The finding that patients with psychotic major depression are likely to suffer subsequent psychotic depression raises the question of what the appropriate treatment is, especially for prevention of future psychotic depressive episodes. Yet, few studies have examined this question (
48–
50), and they have been limited to samples of fewer than 35 subjects. The large Study of the Pharmacotherapy of Psychotic Depression II plans to compare the combination of sertraline and olanzapine or sertraline and placebo over a 36-week period and hopefully will address these questions (
51).
This meta-analysis has both strengths and limitations. All of the studies used a similar definition of delusions. Only two studies included patients with stupor in the psychotic group, but in one study (
26) only a single patient had stupor, and in the other (
27) the five patients with stupor also had delusions. All studies excluded patients with schizoaffective disorder, although definitions of schizoaffective disorder have changed during the period the studies were conducted. Although the index episode was diagnosed as mood congruent or incongruent, in none of the retrospective studies were prior psychotic episodes diagnosed as mood congruent or incongruent. Furthermore, only one of the 12 studies examined the consistency of the congruence of delusions between episodes; yet, in that 7-year prospective study, the type of delusion was similar in 29 (88%) of the 33 new psychotic depressive episodes that occurred (
30). This finding appears similar to observations in three of the studies that the type of delusion tended to be similar from episode to episode (
1,
27,
28). Although the number of studies in the meta-analysis was not large, the findings were consistent. While the retrospective studies might be expected to be less rigorous than the prospective studies, the risk ratios did not differ significantly or substantively in these two types of studies. The use of hospital records to document presence of psychotic features in some retrospective studies was more rigorous than relying on patient memory, and one study demonstrated a high level of agreement for duplicate ratings of the psychotic distinction using records (
1), but reliance on hospital admissions may lead to the underreporting of milder depressive episodes.

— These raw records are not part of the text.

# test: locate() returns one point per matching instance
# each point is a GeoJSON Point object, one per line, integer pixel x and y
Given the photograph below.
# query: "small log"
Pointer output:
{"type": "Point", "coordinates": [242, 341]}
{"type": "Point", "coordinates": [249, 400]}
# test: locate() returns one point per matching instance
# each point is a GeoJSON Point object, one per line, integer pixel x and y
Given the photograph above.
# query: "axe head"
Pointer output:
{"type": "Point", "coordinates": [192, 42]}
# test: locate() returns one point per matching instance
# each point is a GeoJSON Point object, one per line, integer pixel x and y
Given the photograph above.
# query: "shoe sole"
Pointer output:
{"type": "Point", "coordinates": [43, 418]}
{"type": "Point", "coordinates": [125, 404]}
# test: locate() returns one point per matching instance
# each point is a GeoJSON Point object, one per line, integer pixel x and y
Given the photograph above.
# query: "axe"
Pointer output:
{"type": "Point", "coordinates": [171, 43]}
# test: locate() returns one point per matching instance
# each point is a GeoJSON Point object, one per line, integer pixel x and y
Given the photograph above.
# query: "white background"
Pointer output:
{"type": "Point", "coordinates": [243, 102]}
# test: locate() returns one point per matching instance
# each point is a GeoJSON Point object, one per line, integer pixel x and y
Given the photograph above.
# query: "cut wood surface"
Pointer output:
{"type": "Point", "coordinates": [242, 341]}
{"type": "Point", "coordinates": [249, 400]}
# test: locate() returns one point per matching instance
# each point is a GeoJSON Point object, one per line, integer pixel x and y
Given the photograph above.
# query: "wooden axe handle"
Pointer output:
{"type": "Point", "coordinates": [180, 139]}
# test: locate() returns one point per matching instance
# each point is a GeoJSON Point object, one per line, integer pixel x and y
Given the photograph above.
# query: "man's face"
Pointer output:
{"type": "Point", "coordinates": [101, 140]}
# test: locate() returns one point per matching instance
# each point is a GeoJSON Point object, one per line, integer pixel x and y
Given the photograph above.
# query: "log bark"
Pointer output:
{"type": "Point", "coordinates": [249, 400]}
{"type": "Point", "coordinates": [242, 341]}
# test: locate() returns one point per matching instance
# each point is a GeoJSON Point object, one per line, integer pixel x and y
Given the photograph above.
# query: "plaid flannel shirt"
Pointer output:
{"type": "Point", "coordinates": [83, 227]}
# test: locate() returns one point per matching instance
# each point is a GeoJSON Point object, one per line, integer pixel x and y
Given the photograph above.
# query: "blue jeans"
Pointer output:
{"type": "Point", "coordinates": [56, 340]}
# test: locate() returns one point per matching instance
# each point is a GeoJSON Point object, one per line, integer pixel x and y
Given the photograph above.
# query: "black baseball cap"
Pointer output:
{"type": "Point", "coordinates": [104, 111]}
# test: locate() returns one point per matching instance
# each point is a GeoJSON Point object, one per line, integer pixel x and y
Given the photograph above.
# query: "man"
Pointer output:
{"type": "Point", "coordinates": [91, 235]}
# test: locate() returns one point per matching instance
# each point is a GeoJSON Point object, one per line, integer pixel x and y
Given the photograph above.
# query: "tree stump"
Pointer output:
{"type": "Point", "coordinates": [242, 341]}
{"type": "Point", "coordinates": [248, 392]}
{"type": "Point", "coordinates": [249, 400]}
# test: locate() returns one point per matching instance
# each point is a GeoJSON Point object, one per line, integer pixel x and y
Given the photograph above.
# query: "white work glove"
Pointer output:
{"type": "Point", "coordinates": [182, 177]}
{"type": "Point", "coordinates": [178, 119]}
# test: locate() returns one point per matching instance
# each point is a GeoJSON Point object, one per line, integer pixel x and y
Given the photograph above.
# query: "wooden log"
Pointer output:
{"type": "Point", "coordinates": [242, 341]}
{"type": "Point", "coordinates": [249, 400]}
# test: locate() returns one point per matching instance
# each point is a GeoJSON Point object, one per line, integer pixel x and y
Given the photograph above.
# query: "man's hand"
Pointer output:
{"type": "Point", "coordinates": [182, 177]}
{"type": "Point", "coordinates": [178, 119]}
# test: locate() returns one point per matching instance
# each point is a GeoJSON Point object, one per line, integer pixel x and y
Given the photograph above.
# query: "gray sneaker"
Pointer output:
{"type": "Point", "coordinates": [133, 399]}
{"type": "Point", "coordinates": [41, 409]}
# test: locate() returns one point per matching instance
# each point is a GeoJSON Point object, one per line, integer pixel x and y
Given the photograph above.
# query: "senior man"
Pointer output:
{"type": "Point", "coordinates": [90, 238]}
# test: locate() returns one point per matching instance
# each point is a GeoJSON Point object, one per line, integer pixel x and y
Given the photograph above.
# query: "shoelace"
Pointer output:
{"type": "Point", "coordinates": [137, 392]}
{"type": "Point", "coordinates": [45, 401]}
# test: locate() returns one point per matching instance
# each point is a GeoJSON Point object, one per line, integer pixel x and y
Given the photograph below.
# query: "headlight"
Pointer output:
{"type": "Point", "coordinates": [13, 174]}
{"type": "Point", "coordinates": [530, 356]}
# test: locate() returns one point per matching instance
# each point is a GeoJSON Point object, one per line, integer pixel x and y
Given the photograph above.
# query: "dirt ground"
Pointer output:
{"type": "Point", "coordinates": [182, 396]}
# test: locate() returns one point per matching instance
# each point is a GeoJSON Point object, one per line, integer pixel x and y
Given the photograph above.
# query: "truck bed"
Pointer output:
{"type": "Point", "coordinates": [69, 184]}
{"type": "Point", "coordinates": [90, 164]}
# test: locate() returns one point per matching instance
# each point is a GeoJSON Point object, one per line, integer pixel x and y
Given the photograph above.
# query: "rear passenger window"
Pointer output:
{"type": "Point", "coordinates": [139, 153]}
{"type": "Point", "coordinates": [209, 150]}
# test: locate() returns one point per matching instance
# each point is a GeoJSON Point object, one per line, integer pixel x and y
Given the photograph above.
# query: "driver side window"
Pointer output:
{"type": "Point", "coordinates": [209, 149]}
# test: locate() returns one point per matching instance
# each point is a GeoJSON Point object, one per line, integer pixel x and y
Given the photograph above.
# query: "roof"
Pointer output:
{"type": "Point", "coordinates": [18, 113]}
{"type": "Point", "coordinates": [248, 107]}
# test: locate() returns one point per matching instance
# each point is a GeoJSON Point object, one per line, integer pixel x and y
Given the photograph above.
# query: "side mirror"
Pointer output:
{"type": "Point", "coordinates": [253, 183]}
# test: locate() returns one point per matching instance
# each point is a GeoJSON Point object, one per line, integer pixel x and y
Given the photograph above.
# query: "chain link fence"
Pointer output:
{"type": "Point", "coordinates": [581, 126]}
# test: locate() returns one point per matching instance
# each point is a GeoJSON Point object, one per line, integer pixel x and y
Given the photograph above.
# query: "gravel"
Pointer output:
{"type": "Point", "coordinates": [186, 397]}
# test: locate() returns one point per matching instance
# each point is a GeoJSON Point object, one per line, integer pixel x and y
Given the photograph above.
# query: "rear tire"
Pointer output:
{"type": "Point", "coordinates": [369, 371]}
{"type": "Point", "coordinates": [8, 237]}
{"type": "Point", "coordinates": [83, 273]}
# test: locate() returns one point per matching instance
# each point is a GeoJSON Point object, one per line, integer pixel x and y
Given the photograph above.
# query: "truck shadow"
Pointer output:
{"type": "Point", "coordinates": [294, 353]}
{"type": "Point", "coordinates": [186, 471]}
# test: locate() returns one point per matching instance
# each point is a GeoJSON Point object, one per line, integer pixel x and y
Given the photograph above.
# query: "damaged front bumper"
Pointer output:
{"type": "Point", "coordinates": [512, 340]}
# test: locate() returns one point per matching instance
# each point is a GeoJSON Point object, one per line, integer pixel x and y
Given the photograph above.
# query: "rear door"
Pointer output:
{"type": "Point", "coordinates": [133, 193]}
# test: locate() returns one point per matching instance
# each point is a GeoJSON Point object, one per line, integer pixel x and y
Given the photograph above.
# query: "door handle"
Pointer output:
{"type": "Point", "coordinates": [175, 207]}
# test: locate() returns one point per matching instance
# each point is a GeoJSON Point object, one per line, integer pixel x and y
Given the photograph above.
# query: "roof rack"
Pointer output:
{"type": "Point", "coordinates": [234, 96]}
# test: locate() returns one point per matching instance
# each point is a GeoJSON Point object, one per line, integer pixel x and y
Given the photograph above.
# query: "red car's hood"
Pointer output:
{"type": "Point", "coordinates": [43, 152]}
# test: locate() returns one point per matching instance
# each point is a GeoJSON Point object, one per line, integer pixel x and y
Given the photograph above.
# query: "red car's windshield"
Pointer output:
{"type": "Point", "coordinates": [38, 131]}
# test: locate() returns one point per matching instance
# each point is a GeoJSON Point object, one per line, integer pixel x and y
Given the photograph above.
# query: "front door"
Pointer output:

Finally, another limitation of the study is that the literature search may have failed to uncover other relevant articles because description of episodes in psychotic depression may have been one of several features examined in a study, but the findings pertaining to this review may not have been highlighted in the title, abstract, or keywords, and thus the study was not identified by our search. This might be especially true for negative findings. Reassuringly, the funnel plot and the Egger analysis do not suggest reporting bias.